WATER TOWER: Bee reporter George Hostetter has an interesting Fresno City Council preview story in Thursday’s paper about the likelihood of the Fresno Arts Council assuming the lease and management of the iconic downtown Fresno Water Tower. From the story:
The deal is a no-brainer, of course. The nonprofit Arts Council would pay no rent at the city-owned tower, but would foot the bill for things like electricity and the janitor. The lease is for three years, with two one-year options.
The Water Tower already is a magnet for visitors in search of tips on stuff to see and places to visit. The tower’s interior is chock full of work from the area’s finest artists, all sensibly priced.
The Arts Council will retain both missions. City Hall is the big winner — it won’t suffer the shame of having what is perhaps the city’s best-known landmark shuttered by municipal stinginess.
If you haven’t stopped by the Water Tower recently, by the way, put it on your list of downtown things to do. It’s a cheery environment inside, and don’t forget to look up and see the beautiful ceiling.

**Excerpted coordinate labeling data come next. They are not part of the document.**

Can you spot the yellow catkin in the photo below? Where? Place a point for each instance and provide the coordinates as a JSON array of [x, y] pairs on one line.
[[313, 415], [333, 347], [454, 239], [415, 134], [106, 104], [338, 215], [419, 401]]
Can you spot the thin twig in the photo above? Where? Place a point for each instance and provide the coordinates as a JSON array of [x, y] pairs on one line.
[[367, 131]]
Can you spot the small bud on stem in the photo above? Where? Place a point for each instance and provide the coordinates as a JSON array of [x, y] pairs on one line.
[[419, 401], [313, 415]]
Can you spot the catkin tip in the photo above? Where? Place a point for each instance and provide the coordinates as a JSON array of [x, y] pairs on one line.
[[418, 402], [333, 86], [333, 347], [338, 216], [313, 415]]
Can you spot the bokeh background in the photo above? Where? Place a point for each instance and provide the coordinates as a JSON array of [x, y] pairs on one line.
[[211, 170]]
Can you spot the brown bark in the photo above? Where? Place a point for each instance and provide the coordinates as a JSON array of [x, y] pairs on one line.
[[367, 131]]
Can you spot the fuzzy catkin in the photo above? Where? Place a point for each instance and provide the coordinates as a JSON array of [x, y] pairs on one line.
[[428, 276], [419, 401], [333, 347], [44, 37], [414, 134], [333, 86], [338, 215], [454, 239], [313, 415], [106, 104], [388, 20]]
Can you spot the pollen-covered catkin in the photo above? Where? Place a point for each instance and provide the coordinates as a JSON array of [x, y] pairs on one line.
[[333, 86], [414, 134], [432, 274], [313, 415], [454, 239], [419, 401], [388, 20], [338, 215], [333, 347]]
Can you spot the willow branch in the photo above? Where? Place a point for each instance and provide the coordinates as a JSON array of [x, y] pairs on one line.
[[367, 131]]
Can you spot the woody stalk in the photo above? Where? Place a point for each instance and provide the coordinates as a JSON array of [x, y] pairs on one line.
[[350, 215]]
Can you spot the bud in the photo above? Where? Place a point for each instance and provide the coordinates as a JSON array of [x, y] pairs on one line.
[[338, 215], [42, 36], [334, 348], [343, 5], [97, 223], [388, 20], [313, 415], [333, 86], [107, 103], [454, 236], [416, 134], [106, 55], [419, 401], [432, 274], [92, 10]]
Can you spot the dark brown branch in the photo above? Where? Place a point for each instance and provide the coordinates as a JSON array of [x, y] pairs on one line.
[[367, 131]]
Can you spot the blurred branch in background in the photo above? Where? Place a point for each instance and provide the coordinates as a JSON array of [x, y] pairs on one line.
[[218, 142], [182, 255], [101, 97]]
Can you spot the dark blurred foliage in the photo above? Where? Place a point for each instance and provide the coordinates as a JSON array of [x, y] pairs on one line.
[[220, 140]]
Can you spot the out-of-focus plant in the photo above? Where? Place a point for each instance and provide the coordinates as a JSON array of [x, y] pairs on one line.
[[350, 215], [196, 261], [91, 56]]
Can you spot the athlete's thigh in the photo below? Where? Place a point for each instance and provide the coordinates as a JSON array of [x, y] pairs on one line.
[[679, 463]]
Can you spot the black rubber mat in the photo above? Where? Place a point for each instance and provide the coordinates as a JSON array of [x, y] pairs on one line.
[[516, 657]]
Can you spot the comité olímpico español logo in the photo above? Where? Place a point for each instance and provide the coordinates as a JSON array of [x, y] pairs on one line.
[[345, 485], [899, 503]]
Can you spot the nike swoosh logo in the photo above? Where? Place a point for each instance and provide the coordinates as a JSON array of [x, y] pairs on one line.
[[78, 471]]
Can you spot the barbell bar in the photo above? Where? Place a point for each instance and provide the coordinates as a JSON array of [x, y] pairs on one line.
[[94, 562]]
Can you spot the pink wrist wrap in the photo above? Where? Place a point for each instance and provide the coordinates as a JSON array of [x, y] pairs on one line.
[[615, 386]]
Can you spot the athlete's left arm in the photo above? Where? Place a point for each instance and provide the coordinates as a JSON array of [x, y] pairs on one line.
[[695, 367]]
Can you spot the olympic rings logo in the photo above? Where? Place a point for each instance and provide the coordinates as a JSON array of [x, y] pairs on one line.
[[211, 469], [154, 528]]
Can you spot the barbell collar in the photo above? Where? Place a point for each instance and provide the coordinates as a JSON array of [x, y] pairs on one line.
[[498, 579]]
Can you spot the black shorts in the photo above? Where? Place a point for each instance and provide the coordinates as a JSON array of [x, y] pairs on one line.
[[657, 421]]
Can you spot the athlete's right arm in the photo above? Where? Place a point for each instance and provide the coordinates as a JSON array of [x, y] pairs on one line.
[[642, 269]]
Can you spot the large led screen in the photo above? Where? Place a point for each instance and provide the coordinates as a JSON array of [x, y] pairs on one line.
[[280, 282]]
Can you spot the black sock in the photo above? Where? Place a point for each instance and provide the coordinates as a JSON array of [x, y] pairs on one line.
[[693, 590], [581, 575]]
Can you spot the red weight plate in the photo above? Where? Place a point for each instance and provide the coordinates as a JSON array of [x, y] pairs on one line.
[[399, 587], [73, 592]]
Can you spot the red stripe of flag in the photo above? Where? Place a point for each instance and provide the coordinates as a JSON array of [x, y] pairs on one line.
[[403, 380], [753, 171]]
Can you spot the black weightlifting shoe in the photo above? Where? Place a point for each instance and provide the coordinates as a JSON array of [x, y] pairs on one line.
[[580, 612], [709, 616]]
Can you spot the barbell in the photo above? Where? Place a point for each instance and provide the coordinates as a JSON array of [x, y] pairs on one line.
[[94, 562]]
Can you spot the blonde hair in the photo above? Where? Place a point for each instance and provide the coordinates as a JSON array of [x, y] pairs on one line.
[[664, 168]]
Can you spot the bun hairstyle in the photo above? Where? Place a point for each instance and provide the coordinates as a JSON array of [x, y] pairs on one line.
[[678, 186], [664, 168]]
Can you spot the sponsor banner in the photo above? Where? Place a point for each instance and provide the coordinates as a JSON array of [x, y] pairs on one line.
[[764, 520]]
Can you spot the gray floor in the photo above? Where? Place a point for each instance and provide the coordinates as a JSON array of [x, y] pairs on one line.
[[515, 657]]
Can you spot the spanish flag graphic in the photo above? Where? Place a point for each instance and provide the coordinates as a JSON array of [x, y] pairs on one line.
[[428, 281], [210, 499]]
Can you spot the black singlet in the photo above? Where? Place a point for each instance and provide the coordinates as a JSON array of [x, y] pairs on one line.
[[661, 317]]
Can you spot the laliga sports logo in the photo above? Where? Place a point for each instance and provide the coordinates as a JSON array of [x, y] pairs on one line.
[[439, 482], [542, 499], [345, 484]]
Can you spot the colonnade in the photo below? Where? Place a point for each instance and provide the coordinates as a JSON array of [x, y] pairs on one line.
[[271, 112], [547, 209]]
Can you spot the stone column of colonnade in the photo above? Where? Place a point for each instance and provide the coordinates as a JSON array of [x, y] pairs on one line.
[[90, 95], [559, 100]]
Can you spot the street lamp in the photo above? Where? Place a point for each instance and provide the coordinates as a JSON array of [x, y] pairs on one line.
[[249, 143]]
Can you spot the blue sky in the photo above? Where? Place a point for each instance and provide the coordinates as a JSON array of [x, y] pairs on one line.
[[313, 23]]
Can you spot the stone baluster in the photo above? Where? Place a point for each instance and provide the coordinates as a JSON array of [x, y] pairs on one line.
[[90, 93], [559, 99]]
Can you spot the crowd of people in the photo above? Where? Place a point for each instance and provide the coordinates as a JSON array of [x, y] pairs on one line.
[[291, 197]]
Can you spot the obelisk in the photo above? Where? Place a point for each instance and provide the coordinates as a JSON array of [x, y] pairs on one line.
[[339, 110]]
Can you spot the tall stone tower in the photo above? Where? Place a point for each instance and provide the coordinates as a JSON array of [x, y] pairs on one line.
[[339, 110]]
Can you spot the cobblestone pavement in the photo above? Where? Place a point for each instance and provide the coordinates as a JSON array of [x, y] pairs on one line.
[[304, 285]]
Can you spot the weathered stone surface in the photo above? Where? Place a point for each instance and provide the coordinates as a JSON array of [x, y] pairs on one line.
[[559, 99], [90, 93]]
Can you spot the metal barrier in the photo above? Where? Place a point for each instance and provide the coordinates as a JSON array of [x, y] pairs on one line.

MATT BLACK IN THE NEW YORKER: My South Valley colleague Lewis Griswold on Sunday provided an excellent recap of Exeter photographer Matt Black’s recent splashy debut in one of the nation’s most prestigious magazines. It’s very rare to see a photo spread in the New Yorker, but that’s what happened with Black’s photos of the drought in the San Joaquin Valley. (The photos were originally part of a seven-minute video titled “California: Paradise Burning,” which is on The New Yorker website. New Yorker editor David Remnick liked them so much he made space for four of them in the magazine — which, like I said, is very uncommon.) I encourage you to check out all 11 of Black’s photos in the online New Yorker gallery — they’re pretty amazing.
Making the New Yorker exposure that much sweeter for Black is the fact that he has a new exhibition at the prestigious Anastasia Photo gallery in New York City. Talk about great timing.